Guillaume de Van (2 July 1906 in Memphis – 2 July 1949 in Amalfi) real name William Carrolle Devan, was a French musicologist and choral conductor of American origin. A student at Princeton University, he then traveled to Rome to train in Gregorian chant. In the early 1930s, he became a choir conductor, conducting the Armenian choir in Paris. In 1935, in collaboration with the priest Ducaud-Bourget, he founded the vocal ensemble Les Paraphonistes de Saint-Jean des Matines. With this ensemble he interpreted and recorded for the first time several secular and religious vocal works of the Middle Ages.

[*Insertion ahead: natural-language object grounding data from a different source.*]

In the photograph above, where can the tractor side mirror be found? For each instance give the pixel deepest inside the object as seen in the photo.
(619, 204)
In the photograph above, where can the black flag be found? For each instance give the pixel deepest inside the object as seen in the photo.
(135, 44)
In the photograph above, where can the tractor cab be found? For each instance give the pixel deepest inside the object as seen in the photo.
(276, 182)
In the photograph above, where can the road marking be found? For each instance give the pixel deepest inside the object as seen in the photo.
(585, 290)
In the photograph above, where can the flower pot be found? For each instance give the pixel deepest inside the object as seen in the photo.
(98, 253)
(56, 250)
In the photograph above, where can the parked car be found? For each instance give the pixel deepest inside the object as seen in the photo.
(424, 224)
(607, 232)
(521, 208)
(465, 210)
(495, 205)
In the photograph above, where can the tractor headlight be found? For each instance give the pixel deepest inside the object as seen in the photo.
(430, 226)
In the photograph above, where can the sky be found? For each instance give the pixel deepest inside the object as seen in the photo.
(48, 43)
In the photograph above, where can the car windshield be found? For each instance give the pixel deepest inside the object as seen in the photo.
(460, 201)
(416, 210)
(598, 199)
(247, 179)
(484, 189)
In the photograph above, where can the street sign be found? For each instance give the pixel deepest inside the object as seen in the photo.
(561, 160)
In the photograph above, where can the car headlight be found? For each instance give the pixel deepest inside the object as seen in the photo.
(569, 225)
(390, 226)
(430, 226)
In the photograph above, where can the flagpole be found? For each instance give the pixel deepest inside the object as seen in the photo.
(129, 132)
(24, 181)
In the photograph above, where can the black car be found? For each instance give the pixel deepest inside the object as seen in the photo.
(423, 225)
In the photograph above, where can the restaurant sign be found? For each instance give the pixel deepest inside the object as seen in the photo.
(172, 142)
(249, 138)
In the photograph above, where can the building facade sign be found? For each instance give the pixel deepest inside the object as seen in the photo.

Among these works, he recorded the world premiere of Messe de Nostre Dame by Guillaume de Machaut in 1936 of which he made one of the first complete transcriptions published by the Corpus mensurabilis musicae in 1950. In 1942 he was appointed by the Vichy regime curator of the newly created département de la musique de la Bibliothèque nationale de France, until 1944. In this capacity he collaborated with the Nazi musicologists of the Sonderstab Musik. After the Liberation of France, he was suspended from his duties on 24 August 1944.

== Bibliography ==
- Sara Iglesias, Musicologie et Occupation : Science, musique et politique dans la France des « années noires », chapter Un personnage-clé : Guillaume de Van, nouveau prince et « usurpateur » de la musicologie française. 2014 éditions MSH.